18F / identity-idp

Login.gov Core App: Identity Provider (IdP)
https://secure.login.gov/
Other
524 stars 112 forks source link

Fix flaky `RECAPTCHA_SIGN_IN` A/B test #11264

Closed jmhooper closed 1 month ago

jmhooper commented 1 month ago

The RECAPTCHA_SIGN_IN A/B test has a discriminator block that does the following:

  1. Return nil if captcha was not performed
  2. Return the user's UUID if the user is present
  3. Return a random value if no user is present with the intent of sorting them into a bucket

The implementation of AbTest#bucket checks if the discriminator resolved by this discriminator block is blank and returns nil if it is (ref).

The blank? method has a special implementation for String (ref) that returns true if the string consists of only whitespace.

The random value here was generated using SecureRandom.gen_random. This value was then used in the AbTest#bucket to randomly sort unidentified users into AB test buckets. SecureRandom.gen_random returns a string of random bytes which can include " ", "\n", "\r", etc.

The combination of the above meant that the discriminator could generate a value that caused the AbTest#bucket to return nil for RECAPTCHA_SIGN_IN when it was intended to return a bucket. This lead to a flaky test (this spec tests that the bucket is not nil; it is nil in the case where SecureRandom.gen_random returns a blank string).

This commit changes the call to SecureRandom so that it only ever generates alphanumeric strings which will never be blank.
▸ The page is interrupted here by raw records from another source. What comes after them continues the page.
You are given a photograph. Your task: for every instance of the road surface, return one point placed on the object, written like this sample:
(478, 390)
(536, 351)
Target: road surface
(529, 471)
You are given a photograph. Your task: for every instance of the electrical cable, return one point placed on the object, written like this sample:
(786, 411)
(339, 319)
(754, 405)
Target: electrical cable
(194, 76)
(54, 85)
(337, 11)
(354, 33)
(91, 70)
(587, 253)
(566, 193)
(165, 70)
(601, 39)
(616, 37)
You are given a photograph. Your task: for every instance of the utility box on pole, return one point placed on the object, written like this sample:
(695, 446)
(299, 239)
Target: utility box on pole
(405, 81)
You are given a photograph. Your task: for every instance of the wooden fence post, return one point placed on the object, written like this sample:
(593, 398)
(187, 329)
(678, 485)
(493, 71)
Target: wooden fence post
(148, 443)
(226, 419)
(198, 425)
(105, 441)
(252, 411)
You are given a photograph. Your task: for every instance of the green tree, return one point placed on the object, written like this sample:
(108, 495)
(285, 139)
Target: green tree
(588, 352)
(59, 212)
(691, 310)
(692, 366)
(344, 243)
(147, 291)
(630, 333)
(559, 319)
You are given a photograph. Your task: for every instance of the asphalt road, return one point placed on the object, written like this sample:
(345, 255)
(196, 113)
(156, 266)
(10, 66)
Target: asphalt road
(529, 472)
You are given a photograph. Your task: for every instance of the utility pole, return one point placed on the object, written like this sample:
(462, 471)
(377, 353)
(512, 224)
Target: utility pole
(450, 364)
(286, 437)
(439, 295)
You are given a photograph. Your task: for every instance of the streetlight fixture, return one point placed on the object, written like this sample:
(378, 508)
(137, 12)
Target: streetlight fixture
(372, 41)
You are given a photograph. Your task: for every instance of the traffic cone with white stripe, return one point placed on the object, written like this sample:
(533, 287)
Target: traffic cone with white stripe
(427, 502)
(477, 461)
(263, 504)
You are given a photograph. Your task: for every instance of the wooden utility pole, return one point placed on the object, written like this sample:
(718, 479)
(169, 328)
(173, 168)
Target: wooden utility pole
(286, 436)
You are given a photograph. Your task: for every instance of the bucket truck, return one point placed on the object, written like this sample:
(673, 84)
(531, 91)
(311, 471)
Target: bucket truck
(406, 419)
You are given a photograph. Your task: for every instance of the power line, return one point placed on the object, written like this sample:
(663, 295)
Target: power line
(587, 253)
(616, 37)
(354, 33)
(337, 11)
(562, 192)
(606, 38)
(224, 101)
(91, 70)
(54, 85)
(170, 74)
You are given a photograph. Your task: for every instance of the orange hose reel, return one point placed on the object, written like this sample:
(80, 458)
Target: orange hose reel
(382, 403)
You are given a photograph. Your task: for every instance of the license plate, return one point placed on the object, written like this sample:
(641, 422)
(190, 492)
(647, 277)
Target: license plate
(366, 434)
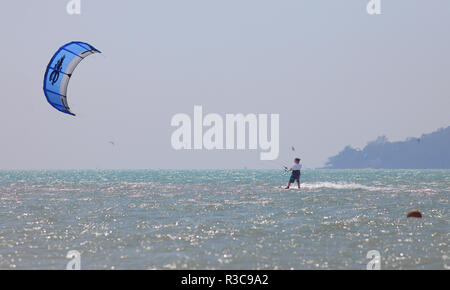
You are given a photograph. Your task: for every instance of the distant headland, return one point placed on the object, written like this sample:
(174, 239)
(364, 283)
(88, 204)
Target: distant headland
(430, 151)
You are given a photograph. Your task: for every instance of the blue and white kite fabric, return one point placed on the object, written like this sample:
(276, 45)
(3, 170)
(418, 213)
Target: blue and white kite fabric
(59, 71)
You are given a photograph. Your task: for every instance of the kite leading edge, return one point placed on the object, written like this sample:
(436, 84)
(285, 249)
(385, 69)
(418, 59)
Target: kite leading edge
(59, 71)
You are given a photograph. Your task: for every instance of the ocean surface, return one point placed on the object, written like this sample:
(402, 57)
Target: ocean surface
(224, 219)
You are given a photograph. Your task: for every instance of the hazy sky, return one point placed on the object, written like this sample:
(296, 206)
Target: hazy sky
(336, 75)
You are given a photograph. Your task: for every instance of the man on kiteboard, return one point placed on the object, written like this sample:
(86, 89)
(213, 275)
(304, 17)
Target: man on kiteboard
(296, 173)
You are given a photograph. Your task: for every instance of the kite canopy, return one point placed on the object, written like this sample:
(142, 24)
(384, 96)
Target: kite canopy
(59, 71)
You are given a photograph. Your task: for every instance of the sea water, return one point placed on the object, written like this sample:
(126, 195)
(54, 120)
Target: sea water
(224, 219)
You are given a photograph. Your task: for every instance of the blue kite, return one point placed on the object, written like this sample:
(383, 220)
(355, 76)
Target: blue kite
(59, 71)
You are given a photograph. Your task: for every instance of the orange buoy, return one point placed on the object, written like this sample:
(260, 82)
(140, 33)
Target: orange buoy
(414, 213)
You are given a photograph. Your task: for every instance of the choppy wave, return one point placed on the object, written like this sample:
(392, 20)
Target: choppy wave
(223, 219)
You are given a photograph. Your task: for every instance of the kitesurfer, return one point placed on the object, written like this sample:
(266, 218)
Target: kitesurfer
(296, 173)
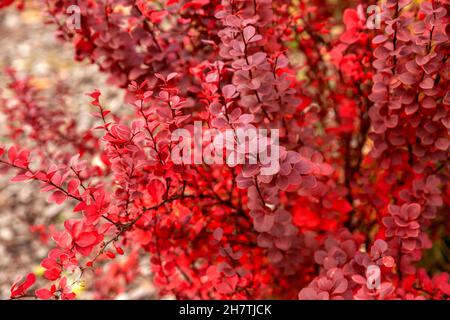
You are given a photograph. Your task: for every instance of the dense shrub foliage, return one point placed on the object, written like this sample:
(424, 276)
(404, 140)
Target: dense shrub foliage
(358, 194)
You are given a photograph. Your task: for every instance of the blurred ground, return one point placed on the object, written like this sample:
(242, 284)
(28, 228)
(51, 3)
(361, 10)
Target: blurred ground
(29, 46)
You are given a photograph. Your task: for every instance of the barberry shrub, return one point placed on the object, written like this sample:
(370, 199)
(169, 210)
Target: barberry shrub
(358, 196)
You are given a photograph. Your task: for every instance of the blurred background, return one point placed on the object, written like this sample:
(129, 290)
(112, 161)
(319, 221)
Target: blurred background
(29, 46)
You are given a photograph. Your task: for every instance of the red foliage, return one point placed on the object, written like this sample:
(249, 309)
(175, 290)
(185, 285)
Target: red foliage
(363, 159)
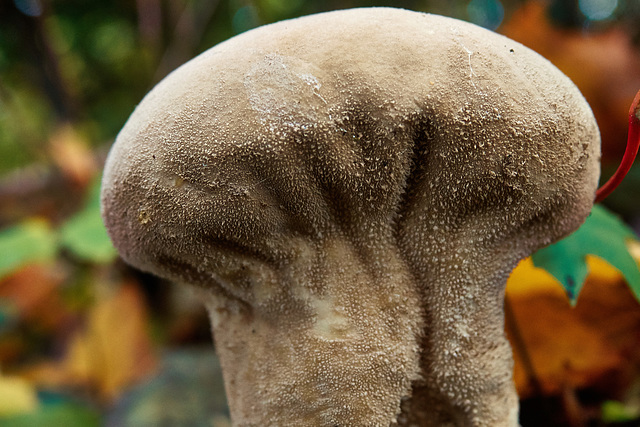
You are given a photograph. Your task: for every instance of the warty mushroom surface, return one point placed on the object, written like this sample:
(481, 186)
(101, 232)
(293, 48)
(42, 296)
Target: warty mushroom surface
(349, 192)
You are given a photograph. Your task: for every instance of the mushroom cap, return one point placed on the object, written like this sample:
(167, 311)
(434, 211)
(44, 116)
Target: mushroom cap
(350, 186)
(356, 123)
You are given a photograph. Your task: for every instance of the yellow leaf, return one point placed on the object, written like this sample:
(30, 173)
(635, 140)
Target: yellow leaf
(16, 396)
(588, 345)
(115, 349)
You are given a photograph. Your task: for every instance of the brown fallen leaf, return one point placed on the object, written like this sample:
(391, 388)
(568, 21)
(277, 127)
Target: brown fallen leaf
(111, 352)
(70, 152)
(594, 344)
(34, 293)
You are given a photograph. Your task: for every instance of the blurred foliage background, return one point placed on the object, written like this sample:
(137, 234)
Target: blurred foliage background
(84, 340)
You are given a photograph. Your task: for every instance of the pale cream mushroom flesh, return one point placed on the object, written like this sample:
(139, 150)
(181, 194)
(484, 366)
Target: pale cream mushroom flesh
(349, 191)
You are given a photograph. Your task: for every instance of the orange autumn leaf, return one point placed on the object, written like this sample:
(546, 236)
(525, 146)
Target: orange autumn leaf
(34, 293)
(592, 344)
(71, 154)
(111, 352)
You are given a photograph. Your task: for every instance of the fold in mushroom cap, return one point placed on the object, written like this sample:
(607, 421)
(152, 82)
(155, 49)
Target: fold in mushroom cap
(350, 191)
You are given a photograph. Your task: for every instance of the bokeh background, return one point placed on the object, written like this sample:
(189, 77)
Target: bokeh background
(87, 341)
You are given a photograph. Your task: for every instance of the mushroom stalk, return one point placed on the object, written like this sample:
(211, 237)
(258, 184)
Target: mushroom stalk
(349, 192)
(344, 352)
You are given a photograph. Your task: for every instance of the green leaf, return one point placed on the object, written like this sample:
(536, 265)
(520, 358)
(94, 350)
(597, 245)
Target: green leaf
(85, 235)
(617, 412)
(30, 242)
(61, 413)
(603, 235)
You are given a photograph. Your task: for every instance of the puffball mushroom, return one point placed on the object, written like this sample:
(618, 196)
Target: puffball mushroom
(349, 192)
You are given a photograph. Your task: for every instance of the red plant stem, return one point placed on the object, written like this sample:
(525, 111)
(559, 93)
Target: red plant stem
(633, 142)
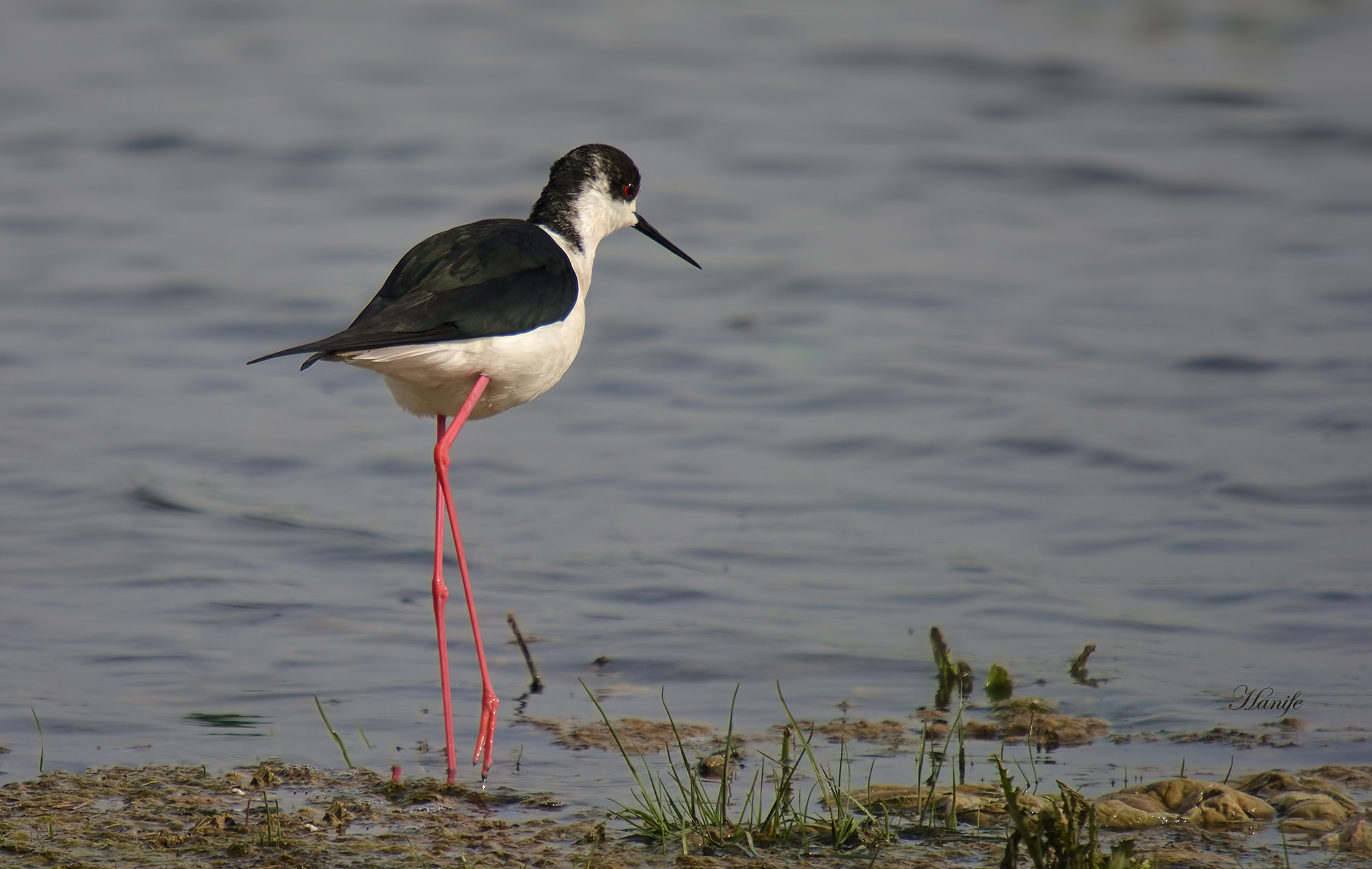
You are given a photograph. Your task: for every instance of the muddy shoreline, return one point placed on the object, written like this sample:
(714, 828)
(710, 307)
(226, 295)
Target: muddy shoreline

aduth commented 1 month ago

The implementation of AbTest#bucket checks if the discriminator resolved by this discriminator block is blank and returns nil if it is (ref).

Alternatively, maybe this should check .nil? ? I don't know if we're expecting other values to follow this code path (e.g. false, empty string '')

jmhooper commented 1 month ago

I figured it was safest to change the implementation in the ReCaptcha bucket to avoid any possible side-effects. I'm not sure why we use #blank? and not #nil?, but it looks like it has been there since the beginning.

Another thought is that SecureRandom.alphanumeric(1) has a much smaller set of values it can generate. That could lead to issues where you don't see anybody sorted into buckets with small percentages. WDYT of changing that to something like SecureRandom.alphanumeric(8)?

aduth commented 1 month ago

That seems fine, yeah 👍